Writer: Jack McNamara
Perhaps with all the holidays being taken in Britain at the moment, rather than trips abroad, the postcard will come back into fashion. A postcard sent from Skegness or Brighton seemed an easier task than sending one from Benidorm or Rome with the palaver of queuing up for stamps in foreign post offices. You’d usually be back in Blighty before it arrived, anyway. New Perspectives, always living up to its name, have created a project that uses the humble postcard in its latest project.
Postcards often tell of dipping your toes into the sea, but these postcards dip into time, with the first one arriving through your door seemingly written in 1896. The sender, an impoverished aristocrat writes about the garden parties that she must hold in order to keep up the big house, a sketch of which adorns the front of the postcard. The imposing group of buildings, some with castellated towers may look unfamiliar, but over the coming weeks, as the postman brings more postcards, the location is revealed.

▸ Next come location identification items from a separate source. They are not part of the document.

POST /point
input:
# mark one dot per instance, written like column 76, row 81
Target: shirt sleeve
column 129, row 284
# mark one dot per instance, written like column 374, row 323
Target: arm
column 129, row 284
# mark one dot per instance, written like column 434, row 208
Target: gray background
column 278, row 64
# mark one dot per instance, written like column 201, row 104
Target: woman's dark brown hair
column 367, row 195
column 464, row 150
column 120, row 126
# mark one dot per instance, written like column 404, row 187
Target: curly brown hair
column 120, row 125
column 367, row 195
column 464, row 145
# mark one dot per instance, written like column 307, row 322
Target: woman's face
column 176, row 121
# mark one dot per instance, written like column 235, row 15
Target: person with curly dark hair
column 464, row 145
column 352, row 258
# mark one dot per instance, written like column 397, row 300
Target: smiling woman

To divulge more of the stories contained in this one-sided correspondence would spoil the gentle and old-fashioned pleasure that is to be gained from waiting for the postman to arrive. Some cards are handwritten, and it may take a few moments to decipher each word – though, sadly, this writing has been printed on the postcard and this mass-market approach does rather undermine the personal response that New Perspectives are aiming for. At least the stamps appear to be stuck on by hand.
In total, six cards will be sent to your address and slowly the title of the project will make sense. ‘Dare To Look Down’ suggests that the material on the postcard in your hand will be challenging in some way, but instead the title will evoke holidays and days out, ice creams and the Great British queue. The cards span decades, and there are some neat touches that tie the narrative together.
With only six cards over a month, the overall story does feel slight, and forgettable. But what more can you write in such a limited space? Answers on a postcard please!